When he tells me these caveats, insists on qualifying his stories I want to stop him and tell him "John (not his real name) you were a child!  No one thinks you were a coward and even if you were hesitant to fight that is and was a good thing. As you told me, this violence was mostly senseless and pointless, and you hadn't had your natural humanity beaten out of you like these bullies had and were simply refusing to hurt or get hurt over nothing." Before I can say this however he wants to tell me how when fighting kids his own age or younger than him who attacked him he could and did "hold his own" and he even describes swinging on a much bigger kid first and getting a nice shot in before the kid beat him up.

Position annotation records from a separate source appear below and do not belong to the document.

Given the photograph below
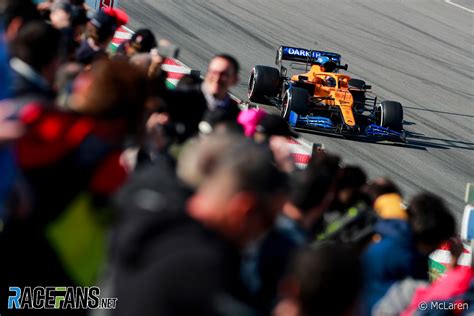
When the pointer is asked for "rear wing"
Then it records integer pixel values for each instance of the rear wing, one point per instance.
(304, 55)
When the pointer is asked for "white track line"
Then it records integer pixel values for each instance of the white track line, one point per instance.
(458, 5)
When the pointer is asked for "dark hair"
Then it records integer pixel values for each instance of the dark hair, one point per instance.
(143, 40)
(78, 16)
(24, 9)
(309, 187)
(430, 219)
(37, 44)
(231, 59)
(252, 168)
(329, 278)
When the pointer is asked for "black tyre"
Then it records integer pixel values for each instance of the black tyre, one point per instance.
(296, 100)
(356, 83)
(390, 114)
(263, 82)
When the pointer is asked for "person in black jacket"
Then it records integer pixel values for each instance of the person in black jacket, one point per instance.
(209, 101)
(174, 256)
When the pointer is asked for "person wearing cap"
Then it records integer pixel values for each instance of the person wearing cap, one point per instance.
(142, 41)
(100, 31)
(209, 102)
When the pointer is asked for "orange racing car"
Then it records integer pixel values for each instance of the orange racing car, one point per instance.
(324, 100)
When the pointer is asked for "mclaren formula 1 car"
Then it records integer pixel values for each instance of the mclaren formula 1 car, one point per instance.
(324, 100)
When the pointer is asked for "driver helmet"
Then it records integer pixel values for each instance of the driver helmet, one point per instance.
(330, 81)
(328, 64)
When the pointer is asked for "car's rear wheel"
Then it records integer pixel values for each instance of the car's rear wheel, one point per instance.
(356, 83)
(263, 83)
(296, 100)
(389, 114)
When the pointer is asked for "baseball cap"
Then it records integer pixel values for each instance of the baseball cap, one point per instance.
(250, 119)
(274, 125)
(143, 40)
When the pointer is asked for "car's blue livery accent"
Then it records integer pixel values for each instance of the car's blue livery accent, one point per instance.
(300, 54)
(379, 131)
(310, 121)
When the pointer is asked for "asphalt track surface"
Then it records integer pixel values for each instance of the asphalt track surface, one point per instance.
(419, 53)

Here I see exactly what he is describing. He was abused,  it is very clear to me, and the physical violence he endured ( he counts at least 40 instances of violence in his first 20 years but hundreds of threats and almost fights or near fisticuffs ) was just the tip of the proverbial iceberg. Talking to this adult in his 30s, I realize that the child he describes who didn't want to fight, and often was clearly puzzled by the senseless violence he faced, was actually in many ways healthier and more humane and human than this adult sitting across from me talking about who "won" fights from 20 years earlier and alternating between shame and glee as he describes moments of passivity and moments of triumph when he fought bravely and even "beat his opponents". To this point, his favorite story involves his first year in this new neighborhood and how a piece of jewelry he wore got him called names every day and how four different times he punched classmates right in their eyes. This piece of jewelry, in an instant of ironic justice, actually caused more pain to these "homophobic and ignorant little bastards who were taunting me for being different and assuming they could begin physically hurting me, but were sent balling their eyes out to the teacher as the very thing I wore, a ring, had been smashed into their eye by my fist ".